Arts Education in the 21st Century

February 1, 2018

"Art is the most intense mode of individualism that the world has known." - Oscar Wilde

 

Being involved with presenting arts organizations, as well as music education in formats ranging from college to outreach, I am constantly reminded by friends and colleagues in the field about the steadily increasing pressure to adopt to the 21st century challenges and values. I think this topic has implications well beyond music education. I am sure Harvard faculty is asking themselves (or at least they should) questions about what possible value can undergraduate student expect to receive from four years of getting basically the same information they could find on the internet? Beyond social networking and a badge of honor from gaining admission into a coveted school in an artificially inflated competitive environment, there is hardly a reason to justify the astronomical tuition prices, as well as losing four years which could be spent gathering useful life experiences through work, service or apprenticeships. If humans truly learn best through small group/individual coaching and experience plus deliberate practice, as a lot of current research has shown, then the entire current undergraduate college education model is failing. 

 

In fact, conservatories and other vocational/trade schools are perhaps more effective in equipping their students with useful skills than generic undergraduate college courses. That said, I can’t imagine an educational model that can address the 21st century arts relevance problem, because it is ultimately in the realm of personal agency.
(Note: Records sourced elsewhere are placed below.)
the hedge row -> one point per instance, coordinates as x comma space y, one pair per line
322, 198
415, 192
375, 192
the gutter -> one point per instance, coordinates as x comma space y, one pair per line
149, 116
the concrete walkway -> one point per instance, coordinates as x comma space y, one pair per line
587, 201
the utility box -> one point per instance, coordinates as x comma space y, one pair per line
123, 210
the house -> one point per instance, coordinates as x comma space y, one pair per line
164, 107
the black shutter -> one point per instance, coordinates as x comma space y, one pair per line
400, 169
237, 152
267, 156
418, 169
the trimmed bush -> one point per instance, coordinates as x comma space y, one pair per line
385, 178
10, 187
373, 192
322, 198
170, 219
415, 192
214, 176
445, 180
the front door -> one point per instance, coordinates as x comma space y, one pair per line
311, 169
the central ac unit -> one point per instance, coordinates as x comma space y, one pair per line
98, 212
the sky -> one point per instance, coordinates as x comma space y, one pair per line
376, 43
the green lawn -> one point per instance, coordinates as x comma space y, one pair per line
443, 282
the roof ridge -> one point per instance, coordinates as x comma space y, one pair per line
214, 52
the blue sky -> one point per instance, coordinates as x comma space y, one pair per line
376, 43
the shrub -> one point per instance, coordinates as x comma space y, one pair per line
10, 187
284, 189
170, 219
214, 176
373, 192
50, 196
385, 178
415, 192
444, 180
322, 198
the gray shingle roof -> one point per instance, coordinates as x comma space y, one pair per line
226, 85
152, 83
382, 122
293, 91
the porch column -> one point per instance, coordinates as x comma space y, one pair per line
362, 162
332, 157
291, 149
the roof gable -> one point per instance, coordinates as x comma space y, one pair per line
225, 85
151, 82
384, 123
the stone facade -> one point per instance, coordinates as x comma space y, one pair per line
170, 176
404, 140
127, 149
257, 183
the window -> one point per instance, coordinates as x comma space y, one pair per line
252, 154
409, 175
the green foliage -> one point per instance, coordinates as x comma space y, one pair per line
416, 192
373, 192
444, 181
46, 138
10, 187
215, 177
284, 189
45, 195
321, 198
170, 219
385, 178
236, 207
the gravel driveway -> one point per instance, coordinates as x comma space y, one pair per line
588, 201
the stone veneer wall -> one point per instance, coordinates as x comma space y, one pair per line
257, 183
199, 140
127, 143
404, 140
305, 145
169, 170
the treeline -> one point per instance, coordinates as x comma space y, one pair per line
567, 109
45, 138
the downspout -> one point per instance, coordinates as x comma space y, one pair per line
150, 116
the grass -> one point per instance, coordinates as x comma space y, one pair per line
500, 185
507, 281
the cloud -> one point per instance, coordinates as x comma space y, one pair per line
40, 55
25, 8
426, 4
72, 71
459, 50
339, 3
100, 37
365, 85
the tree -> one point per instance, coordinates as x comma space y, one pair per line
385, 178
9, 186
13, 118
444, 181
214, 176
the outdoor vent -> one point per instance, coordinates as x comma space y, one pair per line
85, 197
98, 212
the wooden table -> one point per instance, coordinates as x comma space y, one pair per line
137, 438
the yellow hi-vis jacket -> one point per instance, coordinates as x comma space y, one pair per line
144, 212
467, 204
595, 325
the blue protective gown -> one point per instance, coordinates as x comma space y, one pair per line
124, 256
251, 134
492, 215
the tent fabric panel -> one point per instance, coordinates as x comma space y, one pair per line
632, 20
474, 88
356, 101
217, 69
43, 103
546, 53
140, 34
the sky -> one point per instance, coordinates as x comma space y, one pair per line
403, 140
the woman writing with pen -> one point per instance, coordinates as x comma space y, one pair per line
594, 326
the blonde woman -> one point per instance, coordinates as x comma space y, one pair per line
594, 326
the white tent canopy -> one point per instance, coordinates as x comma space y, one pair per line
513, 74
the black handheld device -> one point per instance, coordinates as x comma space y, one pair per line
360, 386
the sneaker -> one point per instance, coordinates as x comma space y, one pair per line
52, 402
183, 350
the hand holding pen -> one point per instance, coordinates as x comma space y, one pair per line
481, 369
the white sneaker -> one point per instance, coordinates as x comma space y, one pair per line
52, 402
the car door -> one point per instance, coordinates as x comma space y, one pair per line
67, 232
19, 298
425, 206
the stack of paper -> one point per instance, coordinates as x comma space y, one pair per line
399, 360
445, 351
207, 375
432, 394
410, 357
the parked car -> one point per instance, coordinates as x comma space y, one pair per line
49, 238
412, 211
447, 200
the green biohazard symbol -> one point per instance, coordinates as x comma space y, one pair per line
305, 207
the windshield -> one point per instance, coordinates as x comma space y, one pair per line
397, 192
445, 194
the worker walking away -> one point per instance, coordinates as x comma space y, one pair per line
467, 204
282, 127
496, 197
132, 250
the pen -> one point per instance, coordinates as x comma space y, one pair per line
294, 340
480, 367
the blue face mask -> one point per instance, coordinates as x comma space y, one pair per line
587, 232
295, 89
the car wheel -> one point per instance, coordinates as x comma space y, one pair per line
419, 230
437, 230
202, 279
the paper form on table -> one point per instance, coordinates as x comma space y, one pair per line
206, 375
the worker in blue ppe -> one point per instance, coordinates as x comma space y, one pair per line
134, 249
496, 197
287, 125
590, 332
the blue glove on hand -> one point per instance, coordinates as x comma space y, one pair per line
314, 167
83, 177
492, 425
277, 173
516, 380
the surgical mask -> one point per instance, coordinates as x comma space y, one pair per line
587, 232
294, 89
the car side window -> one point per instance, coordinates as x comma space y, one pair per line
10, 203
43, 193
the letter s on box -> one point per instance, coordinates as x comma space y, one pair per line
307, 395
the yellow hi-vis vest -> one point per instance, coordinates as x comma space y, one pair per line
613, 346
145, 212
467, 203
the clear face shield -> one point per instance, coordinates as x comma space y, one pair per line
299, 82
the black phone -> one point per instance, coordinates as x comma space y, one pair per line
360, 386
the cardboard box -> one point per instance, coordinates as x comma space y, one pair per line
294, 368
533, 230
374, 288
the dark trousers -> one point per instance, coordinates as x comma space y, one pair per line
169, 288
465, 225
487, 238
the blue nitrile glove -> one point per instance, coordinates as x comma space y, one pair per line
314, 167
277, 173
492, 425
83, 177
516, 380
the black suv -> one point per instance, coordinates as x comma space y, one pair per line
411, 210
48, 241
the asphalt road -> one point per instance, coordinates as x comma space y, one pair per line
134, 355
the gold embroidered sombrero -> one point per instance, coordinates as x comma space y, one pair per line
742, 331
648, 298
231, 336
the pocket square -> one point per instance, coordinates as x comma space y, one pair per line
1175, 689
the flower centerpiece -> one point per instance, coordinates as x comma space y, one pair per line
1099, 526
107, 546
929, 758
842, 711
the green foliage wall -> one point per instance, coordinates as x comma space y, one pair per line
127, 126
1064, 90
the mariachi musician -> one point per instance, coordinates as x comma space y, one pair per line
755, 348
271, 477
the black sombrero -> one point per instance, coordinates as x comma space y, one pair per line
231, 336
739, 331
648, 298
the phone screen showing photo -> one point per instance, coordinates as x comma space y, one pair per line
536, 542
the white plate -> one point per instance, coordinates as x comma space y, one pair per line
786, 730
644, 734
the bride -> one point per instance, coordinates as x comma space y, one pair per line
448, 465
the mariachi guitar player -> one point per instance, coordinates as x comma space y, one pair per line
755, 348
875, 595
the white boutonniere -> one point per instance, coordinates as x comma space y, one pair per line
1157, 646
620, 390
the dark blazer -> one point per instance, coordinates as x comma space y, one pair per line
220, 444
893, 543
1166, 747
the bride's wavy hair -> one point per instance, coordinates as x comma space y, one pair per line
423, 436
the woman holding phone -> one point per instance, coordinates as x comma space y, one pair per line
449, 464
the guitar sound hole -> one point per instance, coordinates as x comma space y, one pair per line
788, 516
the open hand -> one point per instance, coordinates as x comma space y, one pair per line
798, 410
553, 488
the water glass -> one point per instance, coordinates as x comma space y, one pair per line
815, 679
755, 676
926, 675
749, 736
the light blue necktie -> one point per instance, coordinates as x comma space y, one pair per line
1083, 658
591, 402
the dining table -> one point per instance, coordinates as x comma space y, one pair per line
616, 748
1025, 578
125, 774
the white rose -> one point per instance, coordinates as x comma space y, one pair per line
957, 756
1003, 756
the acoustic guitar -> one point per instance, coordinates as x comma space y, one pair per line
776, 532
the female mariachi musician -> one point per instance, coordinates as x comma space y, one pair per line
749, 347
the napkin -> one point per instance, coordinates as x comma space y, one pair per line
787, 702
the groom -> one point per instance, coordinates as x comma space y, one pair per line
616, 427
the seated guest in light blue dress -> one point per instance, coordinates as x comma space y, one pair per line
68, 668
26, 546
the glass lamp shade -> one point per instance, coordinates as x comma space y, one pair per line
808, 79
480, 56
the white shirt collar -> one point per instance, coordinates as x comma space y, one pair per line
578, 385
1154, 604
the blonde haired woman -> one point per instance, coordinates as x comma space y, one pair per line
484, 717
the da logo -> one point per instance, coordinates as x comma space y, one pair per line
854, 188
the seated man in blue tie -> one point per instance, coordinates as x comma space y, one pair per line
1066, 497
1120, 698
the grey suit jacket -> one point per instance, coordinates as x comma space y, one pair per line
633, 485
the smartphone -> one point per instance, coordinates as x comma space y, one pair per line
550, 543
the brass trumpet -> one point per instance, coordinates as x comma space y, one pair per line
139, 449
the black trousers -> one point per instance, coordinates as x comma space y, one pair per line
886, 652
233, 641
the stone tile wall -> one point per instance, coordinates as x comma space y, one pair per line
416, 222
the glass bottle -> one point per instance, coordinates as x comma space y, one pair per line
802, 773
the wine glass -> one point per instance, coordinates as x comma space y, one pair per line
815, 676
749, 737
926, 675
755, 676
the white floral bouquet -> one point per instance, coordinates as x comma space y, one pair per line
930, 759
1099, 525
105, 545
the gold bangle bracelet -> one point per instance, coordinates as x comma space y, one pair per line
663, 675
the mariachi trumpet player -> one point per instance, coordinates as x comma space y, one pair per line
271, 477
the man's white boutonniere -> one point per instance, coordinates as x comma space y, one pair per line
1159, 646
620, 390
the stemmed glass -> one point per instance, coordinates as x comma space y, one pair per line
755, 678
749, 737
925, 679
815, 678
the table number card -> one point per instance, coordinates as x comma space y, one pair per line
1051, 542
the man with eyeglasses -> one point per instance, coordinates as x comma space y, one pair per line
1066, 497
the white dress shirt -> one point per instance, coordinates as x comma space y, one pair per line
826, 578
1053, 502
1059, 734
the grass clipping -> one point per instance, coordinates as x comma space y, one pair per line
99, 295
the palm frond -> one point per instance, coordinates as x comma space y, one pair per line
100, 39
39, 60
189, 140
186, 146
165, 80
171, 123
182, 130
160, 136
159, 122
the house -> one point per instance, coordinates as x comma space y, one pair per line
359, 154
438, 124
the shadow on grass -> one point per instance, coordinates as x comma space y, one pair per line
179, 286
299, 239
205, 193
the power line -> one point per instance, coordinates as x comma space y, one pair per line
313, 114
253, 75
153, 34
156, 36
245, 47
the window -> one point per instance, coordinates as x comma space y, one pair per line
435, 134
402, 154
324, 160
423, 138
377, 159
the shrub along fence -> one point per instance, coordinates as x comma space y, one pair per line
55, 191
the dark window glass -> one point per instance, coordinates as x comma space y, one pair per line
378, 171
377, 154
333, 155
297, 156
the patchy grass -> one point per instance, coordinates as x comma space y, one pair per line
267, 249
No amount of supplemental marketing/business courses can prepare an aspiring artist to effectively compete for attention with highly sophisticated, well-funded marketing efforts of large institutions or businesses. Being honest about what conservatories/music departments can’t offer perhaps is more important today than ever. People passionate enough about an art form to devote their life to it deserve nothing less. 

 

The ridiculous pressure to compete with commercial forms of entertainment and other for-profit enterprises would be removed if we accept personal empowerment and enrichment as main value propositions of art education. From evolutionary biology point of view, art’s function is a “fitness display” signaling vitality and surplus resources to other humans.  Recognizing that would finally put to rest debating “virtuosity” verses “meaning/depth.” Humans respond to a good live performer in front of them powerfully without giving much thought to the source material unless they are pointed in that direction. To most people, Beethoven and Balanchine mean little without musicians and dancers bringing them to life. Great performers have always known that and have never bought into the self-defeating nature of the current trend, among those, who abdicate responsibility hiding behind “serving the composer” in their quest to avoid criticism. Recognizing that there is little to no commercial value in mastering an art form would lead to fewer professional musicians, dancers, writers and actors, but reimagining arts education as means of achieving personal growth, empowerment and enrichment could give completely new life and meaning to the artforms we cherish, as well as find unexpected new sources of support and build new powerful alliances across disciplines.